Readjusting the Locks is the first Institute album written across the country, with half the band relocating from Texas to NYC. The band has seamlessly incorporated more '77 rock n' roll into their sound, some songs feeling like they could've been a Stiff Records single. This sound is emphasized by Ben Greenberg's (Uniform) expert production - crisp but still blown out and dirty. Lyrically, Readjusting the Locks moves away from the traditionally personal words of frontman Moses Brown. Rather than attacking the internal workings of his brain or its socialization, as on previous records, this album attempts to address the societal atmosphere in which his agita exists.
Blaming Neoliberalism and the irresponsible notions of utopia fostered under it, Brown argues that in recent decades the Western world's assumption that humanity would continue to prosper into the future has, on the contrary, created a disastrous political vacuum. Without a true plan for a sustainable future those in power will continue to offer humanity new policies, technologies, and politicians that promise change but are only capable of "readjusting the locks" on our incomprehensible existential predicament.
Since their first demo in 2013, the Austin expats in Institute have edged their raw anarcho punk blitz into something much more expansive and nuanced. 2014’s Salt EP marked the beginning of the band’s working relationship with Sacred Bones, and it explored longer, more experimental song forms.

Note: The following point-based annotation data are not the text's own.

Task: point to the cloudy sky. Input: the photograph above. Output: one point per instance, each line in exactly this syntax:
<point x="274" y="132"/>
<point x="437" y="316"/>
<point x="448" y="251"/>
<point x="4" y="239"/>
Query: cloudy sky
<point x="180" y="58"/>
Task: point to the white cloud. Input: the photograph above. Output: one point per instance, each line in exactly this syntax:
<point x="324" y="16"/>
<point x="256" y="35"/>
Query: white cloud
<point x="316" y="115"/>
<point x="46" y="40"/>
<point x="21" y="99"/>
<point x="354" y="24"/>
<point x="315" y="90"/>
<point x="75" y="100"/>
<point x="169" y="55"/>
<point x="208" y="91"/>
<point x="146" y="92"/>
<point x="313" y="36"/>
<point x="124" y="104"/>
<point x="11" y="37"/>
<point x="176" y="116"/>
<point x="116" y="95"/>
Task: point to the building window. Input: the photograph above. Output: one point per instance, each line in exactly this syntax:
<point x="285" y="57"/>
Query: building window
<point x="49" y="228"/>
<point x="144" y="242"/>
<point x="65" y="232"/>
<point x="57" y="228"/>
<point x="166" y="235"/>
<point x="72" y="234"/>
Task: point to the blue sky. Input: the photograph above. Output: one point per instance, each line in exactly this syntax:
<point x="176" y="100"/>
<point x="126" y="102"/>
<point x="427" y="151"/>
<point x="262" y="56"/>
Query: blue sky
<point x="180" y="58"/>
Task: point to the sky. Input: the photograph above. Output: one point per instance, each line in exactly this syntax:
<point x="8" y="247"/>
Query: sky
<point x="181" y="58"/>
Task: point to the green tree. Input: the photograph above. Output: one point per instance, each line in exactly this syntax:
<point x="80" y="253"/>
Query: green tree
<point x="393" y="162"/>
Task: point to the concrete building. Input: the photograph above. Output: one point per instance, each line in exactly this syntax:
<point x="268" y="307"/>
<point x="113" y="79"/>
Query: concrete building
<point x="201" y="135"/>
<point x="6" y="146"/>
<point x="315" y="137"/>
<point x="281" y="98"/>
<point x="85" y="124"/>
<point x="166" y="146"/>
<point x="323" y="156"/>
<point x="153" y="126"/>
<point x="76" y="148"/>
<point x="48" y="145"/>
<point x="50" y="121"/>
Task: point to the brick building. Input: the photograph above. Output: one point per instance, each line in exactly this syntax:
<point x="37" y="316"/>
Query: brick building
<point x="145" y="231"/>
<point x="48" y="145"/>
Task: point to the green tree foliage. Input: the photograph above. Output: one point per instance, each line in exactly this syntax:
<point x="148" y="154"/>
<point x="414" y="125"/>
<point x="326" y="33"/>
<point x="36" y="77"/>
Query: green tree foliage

Catharsis, the band’s debut full-length, was another huge push forward, with a slightly cleaner production and some krautrock influence creeping in around the edges. Subordination sees them push themselves further out of genre, incorporating hard rock and glam and writing some of the most diverse material of their career.
After demoing for several weeks at home in Austin, the anarcho punk band Institute tracked and mixed Catharsis in just four days between Christmas and New Year's Eve 2014, in New York City with Ben Greenberg at Brooklyn's Gary’s Electric. "Cheerlessness" carves out the perfect trine foundation to aspect both the anthemic "Cheaptime Morals" and the much looser jam "Christian Right" (the latter featuring fellow Texan Andrew Savage of Parquet Courts). Issues of morality, sexuality and religion are all interwoven seamlessly throughout the 10 tracks as the band explores new sonic astral space.
Institute stands at the center of a thriving punk scene in Austin, Texas, and Sacred Bones Records proud to be releasing their Salt EP. We fell in love with this band as soon as we heard those early anarcho punk influenced demos, and then saw a blistering set from them in their hometown earlier this year. The Salt EP is as sharp as the band's earlier work but suggests longer, more experimental forms and a more incisive lyrical perspective, dealing with topics from existentialism to Brown's experience as a closeted youth.